Since winning the 2020 presidential election, President-elect Joe Biden and Vice President-elect Kamala Harris have signaled that their cabinet and senior White House team will be among the most diverse in American history. As the incoming team has begun to take shape over recent weeks, Biden and Harris have been living up to this expectation. They continued to do so on Sunday as Biden announced several appointments. Among them, Biden tapped Princeton University Professor and Dean Cecilia Rouse to become the new chair of the Council of Economic Advisers (CEA). 

Here are five things to know about Rouse.

1. She has had an exemplary career in academia and education

Rouse wasn't clear which career path she was most drawn to until taking a freshman economics class at Harvard University, where she would go on to earn her bachelor’s and master’s degrees, as well as a doctorate in economics. 

After graduating from Harvard, she became a professor at Princeton University. President of the university, Christopher L. Eisgruber, congratulated her on the nomination. 
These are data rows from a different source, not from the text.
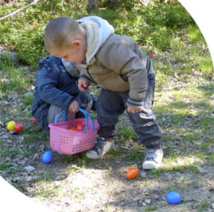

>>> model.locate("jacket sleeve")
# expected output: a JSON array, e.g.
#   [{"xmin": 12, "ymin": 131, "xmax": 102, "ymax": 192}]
[
  {"xmin": 99, "ymin": 38, "xmax": 148, "ymax": 107},
  {"xmin": 37, "ymin": 65, "xmax": 73, "ymax": 110}
]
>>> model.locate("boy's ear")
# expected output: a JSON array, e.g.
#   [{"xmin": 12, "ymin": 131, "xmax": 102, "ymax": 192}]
[{"xmin": 72, "ymin": 40, "xmax": 82, "ymax": 47}]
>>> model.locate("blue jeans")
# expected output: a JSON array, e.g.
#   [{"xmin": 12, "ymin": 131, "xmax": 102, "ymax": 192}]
[{"xmin": 96, "ymin": 73, "xmax": 162, "ymax": 148}]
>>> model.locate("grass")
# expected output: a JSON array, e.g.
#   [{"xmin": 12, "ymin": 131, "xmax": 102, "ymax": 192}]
[{"xmin": 0, "ymin": 1, "xmax": 214, "ymax": 211}]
"I am proud that she has once again been called to serve our country, this time in one of its most important leadership roles," he wrote in a statement.  

As an academic, Rouse has focused on the economics of education. According to a press release issued by Princeton upon her appointment as dean, Rouse is the “author of prominent papers on topics including the economic benefit of community college attendance; the existence of sex discrimination in symphony orchestras; the consequences of Milwaukee’s private school voucher program on student achievement; the effect of student loan debt on career choices of college graduates; and the impact of computer-assisted instruction on students’ performance in reading and mathematics.”

2. She helped address the racist legacy of the Woodrow Wilson School at Princeton

In 2012, Rouse was named dean of the Princeton School of Public and International Affairs, then known as the Woodrow Wilson School after the man who served as president of Princeton University from 1902 to 1910 and then as president of the United States from 1913 to 1921. Wilson’s name and legacy have been a source of controversy for years. As president of the United States, Wilson re-segregated federal agencies that had been integrated during Reconstruction and hosted a White House screening of the pro-Ku Klux Klan movie The Birth of a Nation. The movie even begins with a quote from a book on American history written by Wilson, who was sympathetic to the KKK. 

Rouse was dean of the Woodrow Wilson School as protests broke out against the school’s name in 2015. During the uprisings against racial injustice this summer, Princeton decided to change the school’s name.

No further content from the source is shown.